Für sei­ne Schaffensperiode, die Renaissance unty­pisch, stan­den für Bruegel nicht Porträts, Stilleben oder reli­giö­se Motive im Vordergrund sei­ner Malerei, das bäu­er­li­che Leben sei­ner Umgebung, ein­ge­bet­tet in oft wei­ten, male­risch aus­ge­ar­bei­te­ten Landschaften stand im Mittelpunkt sei­nes Werkes. Gleichsam die Zeit im Stillstand fest­hal­tend ver­stand er es, in sei­nen Gemälden unzäh­li­ge Geschichten anzu­deu­ten und zu erzäh­len, manch­mal iro­ni­sie­rend, bis­wei­len ins Groteske über­stei­gert. So tum­meln sich bei­spiels­wei­se um die 500 Figuren in sei­nem Bild «Der Kreuzweg Christi», wel­ches den Weg auf Golgatha nach Flandern ver­legt, sei­ne damals vom spa­ni­schen Thron okku­pier­te Heimat, in wel­cher die Inquisition mit gna­den­lo­ser Brutalität gegen die pro­te­stan­ti­sche Bevölkerung vor­ging.
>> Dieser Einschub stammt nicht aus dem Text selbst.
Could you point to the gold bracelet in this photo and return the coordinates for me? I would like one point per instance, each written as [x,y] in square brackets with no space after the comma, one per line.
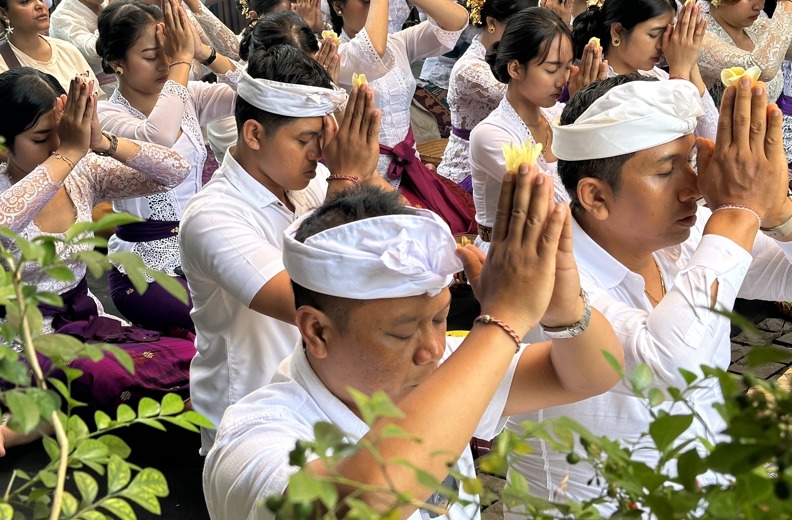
[65,159]
[180,62]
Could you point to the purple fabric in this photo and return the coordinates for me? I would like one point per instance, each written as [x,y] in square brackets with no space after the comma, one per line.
[467,184]
[461,133]
[785,104]
[148,230]
[156,309]
[422,187]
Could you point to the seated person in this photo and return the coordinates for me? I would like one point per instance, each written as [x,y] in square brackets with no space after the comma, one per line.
[655,262]
[232,231]
[370,280]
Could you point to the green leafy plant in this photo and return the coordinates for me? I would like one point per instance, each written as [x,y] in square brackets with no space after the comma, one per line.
[755,460]
[75,451]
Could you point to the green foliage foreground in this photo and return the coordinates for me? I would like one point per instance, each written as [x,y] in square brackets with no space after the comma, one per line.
[93,459]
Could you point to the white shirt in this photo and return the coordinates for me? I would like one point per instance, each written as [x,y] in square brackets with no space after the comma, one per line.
[65,63]
[232,241]
[175,122]
[473,93]
[250,459]
[391,76]
[487,165]
[74,22]
[681,332]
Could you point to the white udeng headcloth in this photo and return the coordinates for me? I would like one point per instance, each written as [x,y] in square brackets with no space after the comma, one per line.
[629,118]
[288,99]
[393,256]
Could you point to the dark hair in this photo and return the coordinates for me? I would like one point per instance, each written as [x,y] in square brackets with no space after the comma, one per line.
[285,64]
[120,25]
[25,95]
[608,169]
[595,22]
[351,205]
[501,10]
[529,35]
[283,28]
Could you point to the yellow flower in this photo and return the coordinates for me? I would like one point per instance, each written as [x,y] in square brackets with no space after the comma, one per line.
[329,33]
[730,77]
[358,80]
[514,155]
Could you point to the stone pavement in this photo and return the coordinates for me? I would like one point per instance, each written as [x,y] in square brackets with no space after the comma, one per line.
[773,329]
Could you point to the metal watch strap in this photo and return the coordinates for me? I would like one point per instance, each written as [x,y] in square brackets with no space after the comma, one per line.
[577,328]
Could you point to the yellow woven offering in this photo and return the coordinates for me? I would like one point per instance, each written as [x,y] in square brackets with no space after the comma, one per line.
[358,80]
[731,77]
[514,155]
[329,33]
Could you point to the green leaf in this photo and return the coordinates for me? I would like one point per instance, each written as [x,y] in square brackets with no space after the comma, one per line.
[148,407]
[641,378]
[102,420]
[119,507]
[24,412]
[69,504]
[170,284]
[758,356]
[87,486]
[666,429]
[125,414]
[118,474]
[171,404]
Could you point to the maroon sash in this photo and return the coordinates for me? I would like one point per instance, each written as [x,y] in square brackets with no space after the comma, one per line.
[424,188]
Mit der Vorstellung, aus sei­nem Buch «The Mill and the Cross – Pieter Bruegel’s Way to Calvary» einen Dokumentarfilm zu gestal­ten, über­reich­te Gibson den Band auch Lech Majewski, des­sen «The Garden of Earthly Delights» er gese­hen hat­te, eine Umsetzung des Tryptichons von Hieronymus Bosch, einem gros­sen Vorbild Bruegels, in einen Spielfilm. Majewski war begei­stert vom Buch, woll­te jedoch, statt die Kamera mit einem Kommentar über das Gemälde fah­ren zu las­sen, in Zusammenarbeit mit Gibson ein­zel­ne Schicksale der im Gemälde dar­ge­stell­ten Personen als Spielfim auf­le­ben las­sen: Mit dem Maler als Darsteller, wel­cher sei­nem Freund und Geldgeber sei­ne Gedanken wäh­rend der Komposition des Gemäldes dar­legt, in wel­chem er Alltagsskizzen zu einem Kommentar zum unmit­tel­ba­ren, bedroh­li­chen Zeitgeschehen ver­dich­tet, sol­len die Abläufe eines Tages der in sei­nem Werk in einem bestimm­ten Moment dar­ge­stell­ten Figuren in wort­lo­sen, oft sta­ti­schen, durch­kom­po­nier­ten Bildern zum Leben gebracht wer­den.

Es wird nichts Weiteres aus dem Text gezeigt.